Remix.run Logo
dd8601fn 21 hours ago

I’ve heard the same about Nvidia, quite a few times, but have never really understood it.

I don’t suppose you know a good “for dummies” explanation of why CUDA is such an insurmountable moat for them?

Like, what is it about that software that AMD can’t produce for their own hardware, or for a most important subset, with these $1T market stakes?

ecshafer 19 hours ago | parent | next [-]

CUDA is a GPGPU software layer that is very mature, and integrates with C,C++, Python, Fortran very well. AMD just never really got the same quality of GPGPU software in the last 20 years. 99% of scientific computing that uses GPUs (which is a lot since they are so much faster than CPUs for linear algebra) have gone to Nvidia because of this. All of the big AI libraries (Tensor Flow, PyTorch) basically ended up writing around CUDA, so they just didn't write things for AMD. Plus if you go and look at a job for signal processing or whatever at say Lockheed Martin or Raytheon, they specific CUDA.

throwup238 21 hours ago | parent | prev | next [-]

> I don’t suppose you know a good “for dummies” explanation of why CUDA is such an insurmountable moat for them?

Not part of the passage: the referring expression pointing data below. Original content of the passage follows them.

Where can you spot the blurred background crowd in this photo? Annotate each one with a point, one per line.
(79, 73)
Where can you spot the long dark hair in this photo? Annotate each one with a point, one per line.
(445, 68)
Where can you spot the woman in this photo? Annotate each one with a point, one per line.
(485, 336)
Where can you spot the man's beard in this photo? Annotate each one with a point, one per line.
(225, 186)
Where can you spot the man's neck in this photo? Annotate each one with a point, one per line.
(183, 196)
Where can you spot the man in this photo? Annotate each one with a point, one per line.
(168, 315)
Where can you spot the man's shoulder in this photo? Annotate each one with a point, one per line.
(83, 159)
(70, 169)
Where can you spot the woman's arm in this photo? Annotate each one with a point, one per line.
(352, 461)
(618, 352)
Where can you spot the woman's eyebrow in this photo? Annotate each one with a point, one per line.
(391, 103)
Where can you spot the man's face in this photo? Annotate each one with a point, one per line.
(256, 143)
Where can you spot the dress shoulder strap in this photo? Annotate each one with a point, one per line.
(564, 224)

Theoretically the moat isn’t insurmountable and AMD has made some inroads thanks to the open source community but in practice a generic CUDA layer requires a ton of R&D that AMD hasn’t been able to afford since the ATI acquisition. It’s been fighting for its existence for most of that time and just never had the money to invest in catching up to NVIDIA beyond the hardware. Even something as seemingly simple as porting the BLAS library to CUDA is a significant undertaking that has to validate numerical codes while dealing with floating point subtleties. The CPU versions of these libraries are so foundational and hard to get right that they’re still written in FORTRAN and haven’t changed much in decades. Everything built on top of those libraries then requires having customers who can help you test and profile real code in use. When people say that software isn’t a moat they’re talking about basic CRUD over a business domain where all it takes is a competent developer and someone with experience in the industry to replicate. CUDA is about as far from that as you can get in software without stepping on Mentor Graphics’ or Dassault’s toes.

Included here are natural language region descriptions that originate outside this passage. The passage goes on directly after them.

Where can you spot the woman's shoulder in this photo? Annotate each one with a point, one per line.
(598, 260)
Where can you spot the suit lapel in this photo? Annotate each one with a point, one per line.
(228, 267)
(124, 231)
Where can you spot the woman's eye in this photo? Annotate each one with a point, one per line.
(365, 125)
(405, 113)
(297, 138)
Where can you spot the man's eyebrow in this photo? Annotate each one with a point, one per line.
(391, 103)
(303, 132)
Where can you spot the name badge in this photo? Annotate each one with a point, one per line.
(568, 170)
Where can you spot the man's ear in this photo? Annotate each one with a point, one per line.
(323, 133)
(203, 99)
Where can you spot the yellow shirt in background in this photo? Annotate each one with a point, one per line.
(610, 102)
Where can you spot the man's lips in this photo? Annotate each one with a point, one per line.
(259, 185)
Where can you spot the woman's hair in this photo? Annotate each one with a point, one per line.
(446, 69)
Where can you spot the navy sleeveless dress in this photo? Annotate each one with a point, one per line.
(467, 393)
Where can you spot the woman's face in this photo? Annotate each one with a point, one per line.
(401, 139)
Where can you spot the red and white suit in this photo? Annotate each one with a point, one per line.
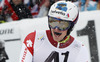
(39, 46)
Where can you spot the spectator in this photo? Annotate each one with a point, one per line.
(16, 10)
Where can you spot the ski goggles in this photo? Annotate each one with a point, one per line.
(59, 23)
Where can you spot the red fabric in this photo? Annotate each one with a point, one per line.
(55, 43)
(29, 42)
(14, 15)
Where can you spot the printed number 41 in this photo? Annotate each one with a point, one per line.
(55, 55)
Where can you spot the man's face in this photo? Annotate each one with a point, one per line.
(16, 2)
(57, 34)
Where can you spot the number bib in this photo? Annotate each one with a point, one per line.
(44, 51)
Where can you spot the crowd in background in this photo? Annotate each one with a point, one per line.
(15, 10)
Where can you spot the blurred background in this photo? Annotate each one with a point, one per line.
(20, 17)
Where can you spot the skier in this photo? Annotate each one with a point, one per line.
(56, 44)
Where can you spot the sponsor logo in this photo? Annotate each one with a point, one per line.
(58, 12)
(41, 38)
(24, 55)
(6, 31)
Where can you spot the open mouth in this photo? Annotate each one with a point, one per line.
(57, 34)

There’s a second factor which is that hardware companies tend to have horrible software cultures, especially when silicon is the center of gravity. The hardware guys in leadership discount the value of software and that philosophy works itself down the hierarchy. In this respect NVIDIA is very much an outlier and it shows in CUDA. Their moat isn’t just the software but the organization that allowed it to flourish in a hardware company, which predates their success in AI (NVIDIA has worked with game developers for decades to optimize individual games).

franktankbank 19 hours ago | parent [-]

Maybe nobody has reputably released non-fortran versions but they probably exist.

throwup238 16 hours ago | parent [-]

Lots of other versions exist including reputable ones like Intel’s MKL. The hard part isn’t reimplementing it, it’s validating the output across a massive corpus of scientific work.

BLAS is an example though, it’s the tip of an iceberg.

DaedalusII 21 hours ago | parent | prev | next [-]

the first problem is a whole generation of people learned to code ai applications by fiddling around with the gpu in their gaming pc 10 years ago. so an entire generation of talent grew up with cuda

the second problem is that so many libraries and existing software is cuda only. even some obscure hardware stuff. i discovered the hard way that some AMD thinkpads dont support thunderbolt transfer speeds on their usb-c ports, whereas nvidia ones do

the third problem is that the cost to develop a cuda equivalent is so great that its cheaper for companies like google to make TPU and amazon to make Trainium. its literally cheaper to make an entire new chipset than it is to fix AMd. i dont see companies like apple/amzn/goog etc fixing AMDs chips

staticman2 19 hours ago | parent [-]

>its literally cheaper to make an entire new chipset than it is to fix AMd

Is it? Or does AMD expect to make a profit and it's cheaper to make your own chips at cost?

DaedalusII 10 hours ago | parent [-]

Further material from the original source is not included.